No, it's a list of numbers:
>>> type(list(b'abc')[0])
<class 'int'>
I think the GP mis-typed his last example. First, he showed that ''.join('abc') takes a string, busts it up, then concatenates it back to a string. Then, with ''.join(b'abc'), he appears to want to bust up a byte string and concatenate it back to a text string. But I suspect he meant to type this:
>>> b''.join(b'abc')
That is, bust up a byte string and concatenate back to what you start with: a byte string. But that doesn't work, when you bust up a byte string you get a list of ints; and you cannot concatenate them back to a byte string (at least not elegantly).
Well, yes. Python chooses the decimal representation by default. So? It could be hex or octal and still be a byte.
My example was merely meant to be illustrative and not an example of real code. The byte object is simply not a str; so I don't understand where this frustration with them not being str is coming from. If you use the unicode objects in Python 3 you get the same API as before. The difference is now you can't rely on Python implicitly converting up ASCII byte strings to unicode objects and have to explicitly encode/decode from one to the other. It removes a lot of subtle encoding bugs.

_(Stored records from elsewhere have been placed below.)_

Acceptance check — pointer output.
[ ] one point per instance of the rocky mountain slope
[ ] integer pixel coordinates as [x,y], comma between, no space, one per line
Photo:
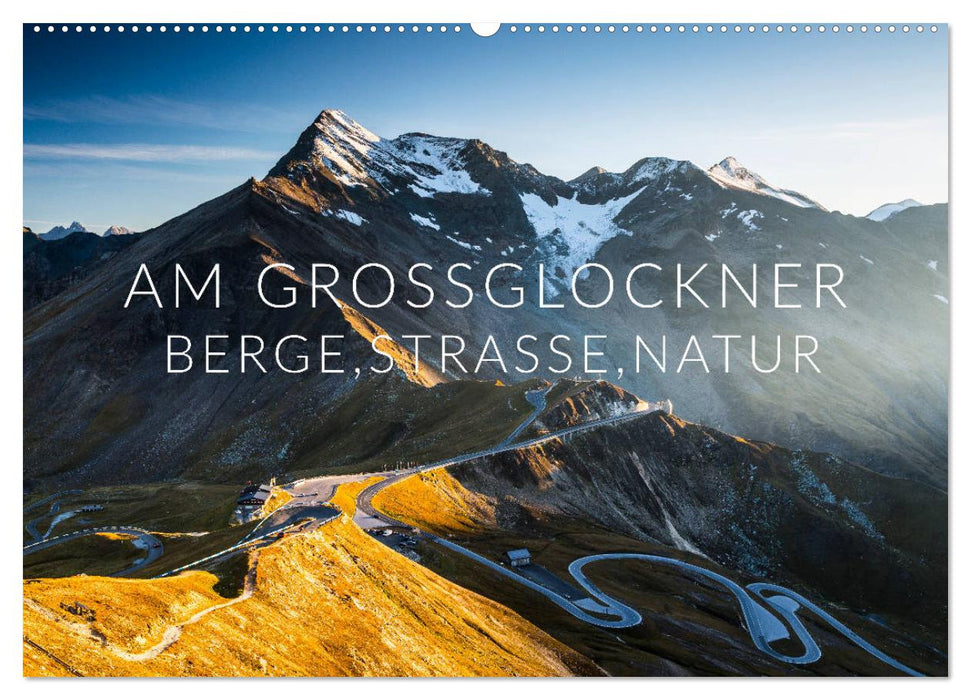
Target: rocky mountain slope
[333,603]
[345,196]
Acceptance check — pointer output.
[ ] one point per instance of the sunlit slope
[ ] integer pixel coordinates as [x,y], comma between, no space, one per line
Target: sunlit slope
[331,603]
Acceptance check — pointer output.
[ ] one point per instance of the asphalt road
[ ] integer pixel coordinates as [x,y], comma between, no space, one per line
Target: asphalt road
[762,625]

Perhaps it's just that encoding is tricky for developers who never learned it in the first place when they started learning the string APIs in popular dynamic languages? I don't know. It makes a lot of sense to me since I've spent years fixing Python 2 code-bases that got unicode wrong.
You are not making useful comment because you don't understanding the use case. Python 2 is very useful in handling binary data. This complain is not about unicode. This is about binary files manipulation.
I'm thrill about the unicode support. If they only add unicode string and leave the binary string alone and just require an additional literal prefix b, it will be an easy transition. Instead the design is changed for no good reason and the code are broken too.
I have a hard time believing that the design was arbitrarily changed.
The request to add string-APIs to the bytes object have been brought up before [0]. I think the reasoning is quite clear: byte-strings are not textual objects. If you are sending textual-data to a byte-string API, build your string as a string and encode it to bytes.
For working with binary data there's a much cleaner API in Python 3 that is less prone to subtle encoding errors.
edit: I realize there is contention but I'm of the mind that .format probably isn't the right method and that if there were one it'd need it's own format control string syntax.